We need to prepare the church for the future, but many changes have occurred in the church over the past 2000 years. Some of those changes have been good and become part of a normal development of the church. We can’t anymore go back to the first-century church than we can go back and re-create the 19th century in America. We live in a world of change, so some changes have been needed if the church is going to be the church and minister to people today.
Some changes in the church have been wrong and we have suffered. Think particularly of the medieval era when the church was placed in the hands of the clerics, the professionally religious, and laypeople basically became spectators. We don’t want to go back to the period of time when laymen were uninvolved. Laypeople would find themselves missing out on the blessings of God and the church failing to be the church.
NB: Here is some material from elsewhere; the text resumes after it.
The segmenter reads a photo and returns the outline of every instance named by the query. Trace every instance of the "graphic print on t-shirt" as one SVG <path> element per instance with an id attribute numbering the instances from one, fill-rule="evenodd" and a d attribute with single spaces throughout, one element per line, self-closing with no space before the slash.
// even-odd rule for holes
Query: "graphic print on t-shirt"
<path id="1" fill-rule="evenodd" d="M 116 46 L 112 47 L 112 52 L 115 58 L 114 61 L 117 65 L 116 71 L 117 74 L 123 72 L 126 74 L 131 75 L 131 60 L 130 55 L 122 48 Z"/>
Many opinions surface about what we ought to be and what we ought not to be and how we ought to conduct ourselves and how we ought not to do it. Many opinions represent the personal preferences we have or the traditions from which we have come. These differences make the church in the 21st century struggle a great deal more in the effort to be the church and minister to people. Our preferences vary one from the other, and our traditions are so different we have to grapple with the problems they generate.
In the midst of all these difficulties and differences, we deal with theories about how we need to prepare the church for today. With all of the new marketing techniques and exhortations to “get with it” or “be relevant,” I sometimes feel uncertain, inadequate and unconvinced. On more than one occasion, I have felt like saying, “Let’s go do something else.” But if Christ loved the Church and gave Himself for it, there is no way I or you can love Him without loving the Church for which He died.
The pressure is on the church today to reach out into a world that’s increasingly secular, into the midst of such deep, dark, and desperate needs in people. Can the church be the church? Every day we discover whether or not we can deliver the goods depends on whether or not the church is truly the church in our community. — W.B. Coker, Sr.
Great piece. The Church is and God is more.